A Sophos descreveu a taxa de exploração de RDP como “sem precedentes” e disse que isso explicava parcialmente por que “serviços remotos externos” foram a forma mais popular para os operadores de ameaças obterem acesso inicial em ataques de ransomware — representando 65% dos casos no ano passado.
Em um dos casos, os invasores comprometeram com sucesso a mesma vítima quatro vezes em seis meses por meio de portas RDP expostas. Uma vez lá dentro, eles conseguiram se mover lateralmente pelas redes, baixando binários maliciosos, desativando a proteção de endpoint e estabelecendo acesso remoto, segundo a Sophos.
Especialistas observam que o RDP oferece várias vantagens para os operadores de ransomware. Primeiro, porque ele é extremamente popular entre os administradores de rede. Depois, porque os invasores podem fazer o acesso remoto sem acionar nenhum alarme de solução de antivírus (AV) ou EDR (endpoint detection and response), além de oferecer uma interface gráfica fácil de usar. Outro aspecto atrativo para os hackers é que o protocolo é frequentemente configurado incorretamente, o que significa que é exposto publicamente e protegido apenas com credenciais fáceis de decifrar.
Mas os problemas não param por aí. Às vezes, contas altamente privilegiadas são usadas para RDP, ampliando o dano que pode ser causado. Para piorar, os administradores geralmente desativam recursos de segurança, como autenticação em nível de rede e muitas organizações esquecem de segmentar suas redes, o que ajuda os invasores via RDP.
“Os serviços remotos externos são um requisito necessário, mas arriscado, para muitas empresas. Os invasores entendem os riscos que esses serviços representam e procuram ativamente subvertê-los devido à recompensa que existe além deles”, argumentou John Shier, CTO de campo da Sophos.
“Expor serviços sem consideração cuidadosa e mitigação de seus riscos leva inevitavelmente ao comprometimento.

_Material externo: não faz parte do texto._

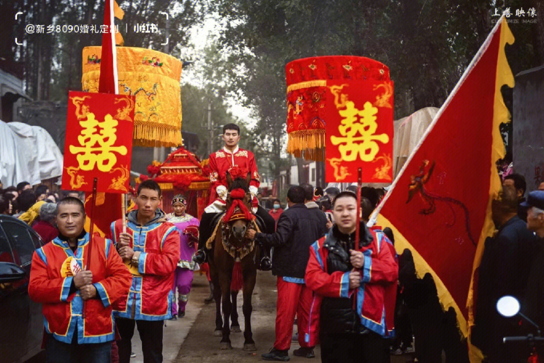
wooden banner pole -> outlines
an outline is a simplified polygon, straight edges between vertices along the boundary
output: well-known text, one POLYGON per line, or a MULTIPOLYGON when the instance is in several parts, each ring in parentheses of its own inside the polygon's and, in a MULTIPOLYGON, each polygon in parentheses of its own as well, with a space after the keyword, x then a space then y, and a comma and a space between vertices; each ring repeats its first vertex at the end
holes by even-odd
POLYGON ((359 236, 361 235, 361 184, 362 183, 363 170, 359 168, 357 180, 357 224, 355 227, 355 250, 359 249, 359 236))
MULTIPOLYGON (((87 268, 91 267, 91 252, 92 250, 92 233, 94 233, 94 211, 95 204, 96 202, 96 185, 98 184, 98 178, 95 178, 92 180, 92 196, 91 197, 91 226, 89 228, 89 248, 87 249, 87 262, 85 263, 84 270, 86 270, 87 268)), ((85 319, 85 307, 86 305, 86 302, 83 302, 83 309, 82 312, 81 317, 85 319)))
POLYGON ((121 195, 121 214, 123 221, 123 233, 127 232, 127 195, 121 195))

Não demora muito para um invasor encontrar e violar um servidor RDP exposto e, sem controles adicionais, também não demora para encontrar o servidor Active Directory que aguarda do outro lado.”
10 dicas para evitar violações por ransomware são por meio do RDP
1 - Desativar o RDP se não for necessário: Se o RDP não é necessário, desative-o em seus dispositivos ou servidores. Isso reduz a superfície de ataque.
2 - Usar autenticação forte: Se o RDP for necessário, use autenticação multifator (MFA) sempre que possível para proteger o acesso. Senhas complexas e exclusivas também ajudam a reduzir o risco.
3 - Limitar o acesso ao RDP: Configure firewalls para permitir o acesso ao RDP apenas de endereços IP confiáveis ou redes internas. Evite expor portas de RDP diretamente à internet.
4 - Atualize sistemas regularmente: Mantenha seus sistemas operacionais e software atualizados com os patches mais recentes. Isso reduz a chance de explorar vulnerabilidades conhecidas.
5 - Monitorar e auditar sessões RDP: Monitore as atividades de RDP para detectar padrões suspeitos e analise regularmente logs para identificar possíveis tentativas de acesso não autorizado.
6 - Usar protocolos alternativos: Considere o uso de outras tecnologias de acesso remoto mais seguras, como VPNs (Redes Privadas Virtuais), que oferecem um nível maior de segurança.
7 - Reduzir a superfície de ataque: Reduza a quantidade de contas com permissões de administrador e aplique o princípio do menor privilégio para as contas que precisam usar o RDP.
8 - Desativar redirecionamento de impressora e unidade: Limite a capacidade de redirecionamento de impressoras e unidades durante as sessões RDP, pois isso pode ser uma via para a entrada de malware.
9 - Usar ferramentas de segurança: Invista em soluções de segurança, como antivírus e anti-malware, e mantenha-os atualizados. Algumas dessas ferramentas podem detectar e bloquear atividades suspeitas relacionadas ao RDP.
10 - Educar os usuários: Instrua os usuários sobre os riscos de ataques de ransomware por meio do RDP e as práticas de segurança adequadas.